The concept of untimely art extends beyond visual arts. It simply describes any work of art that arrives before the world is ready and continues to find new meaning over time. George Orwell wrote 1984 in 1949, and it remains the first reference point for anyone trying to make sense of authoritarianism. We see it in music too. In the 1970s, the Lijadu Sisters were making music that nobody quite had a category for, blending psychedelic rock, apala, reggae, soul, and Afrobeat in a scene dominated by male artists such as their cousin,  Fela Anikulapo-Kuti. In 2024, Amaarae described them as the first Alté girls, claiming they helped build an ethos of how she wanted to operate as an African artist. Echoing this, Ayra Starr specifically sought women from that era who did significant work that was not discussed and found the sisters. Taiwo Lijadu, for her part, was never in doubt. Speaking at the 2024 reissue of their 1979 album Horizon Unlimited, she said the lyrics were “not only of today but also very futuristic.”

If one thing holds, it is that contemporary art remains a space for experimentation – at least in principle. Artists should follow the demands of the work itself, regardless of where it leads. In practice, that freedom is shaped by the same systems of visibility and value that determine what circulates. But experimentation remains possible, and within it new languages emerge.

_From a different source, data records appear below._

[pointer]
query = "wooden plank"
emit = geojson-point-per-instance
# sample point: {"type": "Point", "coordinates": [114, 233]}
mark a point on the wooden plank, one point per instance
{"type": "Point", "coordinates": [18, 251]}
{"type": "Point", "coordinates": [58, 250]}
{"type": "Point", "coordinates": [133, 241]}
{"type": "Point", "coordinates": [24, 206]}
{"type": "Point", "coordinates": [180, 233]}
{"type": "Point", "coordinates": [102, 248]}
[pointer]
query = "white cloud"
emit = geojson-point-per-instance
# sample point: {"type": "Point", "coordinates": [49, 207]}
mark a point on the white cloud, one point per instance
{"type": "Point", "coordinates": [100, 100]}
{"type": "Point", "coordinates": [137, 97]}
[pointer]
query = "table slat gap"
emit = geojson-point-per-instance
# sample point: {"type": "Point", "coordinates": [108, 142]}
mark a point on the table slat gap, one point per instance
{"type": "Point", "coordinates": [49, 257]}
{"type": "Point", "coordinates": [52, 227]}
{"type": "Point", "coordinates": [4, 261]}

Wana Udobang said something early in our conversation that struck a chord: Art belongs to all of us. Not collectors or galleries alone, not to the international markets, but to everyone who participates in its life. If that is true, then the responsibility for keeping the space open rests with all: artists, the curators shaping context, the institutions deciding what gets shown, and the audiences willing to encounter it on their own terms.  Mr Danfo, like the Lijadu sisters, Zaria Art Society and many other artists have shown that works challenging expectations will always exist. The question is whether the institutions and audience will be ready when it arrives.